Die Antwoord: selected videography (pt. 2)

dieantwoord

Dear Matt:

Ehhhhhhhhhhhh.

Alright. So, here’s how I approached this. When I fired up your playlist, I decided to just let it run, and resist the urge to Google everything. I figured, let’s just allow this to be a pure encounter, informed only by a half-remembered read of your assignment four busy days ago. I’ll just hit the fullscreen button, let Die Antwoord flow through me unmediated, and scribble down a few notes as I go.

Those notes look like the hastily scrawled confessions of a hallucinating trainspotter. It is a testament to the alienating weirdness of Die Antwoord that I appear to have descended into a dissociative state about midway through your playlist.

Honestly, I am as baffled by this music now as I was last night when I listened to it, and I’m spinning my wheels here because I don’t know what to say. I feel like I’m missing a huge chunk of the context for this, and I’m pissed off at Die Antwoord because I’m certain this is by design.

I have one potentially interesting thought, and it is about the tiring question of whether or not any of this is real. One of the many questions I posed to my future self in my scribblings on this viewing was “are those real scorpions?” That is, of course, regarding the video for “Fok Julle Naaiers,” on which Ninja raps: “Next time you ask me is it real, I’m gonna punch you in the face.”

Trouble is, with the way that Die Antwoord present themselves, “Is it real?” is a worthwhile question that everybody’s obviously going to be asking, as regards both the scorpions and the band itself. This is a move that’s been pulled before. It’s a classic Glass Onion — you bait your audience with deliberately cryptic art, then you mock them for trying too hard.
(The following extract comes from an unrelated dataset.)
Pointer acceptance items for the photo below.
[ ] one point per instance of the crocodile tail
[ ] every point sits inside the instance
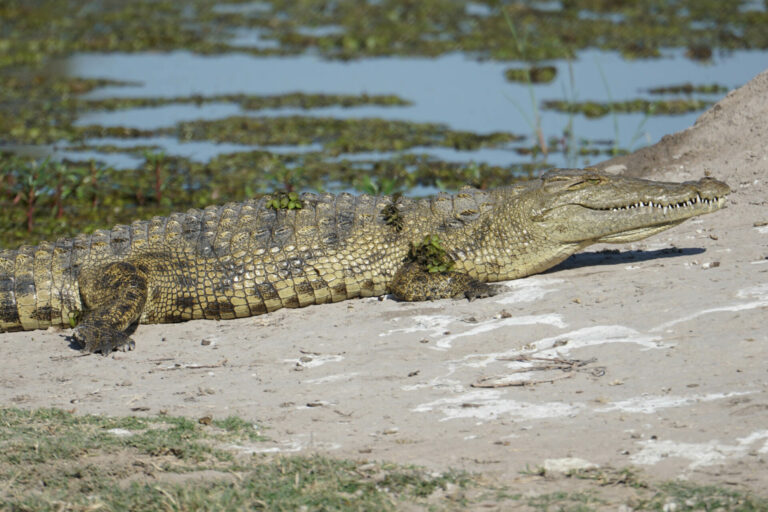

There was a time when I would have had the patience for this. Maybe sometime I will again. Don’t get me wrong: there were plenty of moments when I could barely pull myself away from the screen to make notes. But, it’s late and I’m frustrated and right now I kind of feel the same way about this that I do about the Stockhausen I used to listen to in high school: cut the performance art bullshit and make some goddamn music.

I take no pleasure in disliking things. It makes me feel ignorant. This one will require a revisit.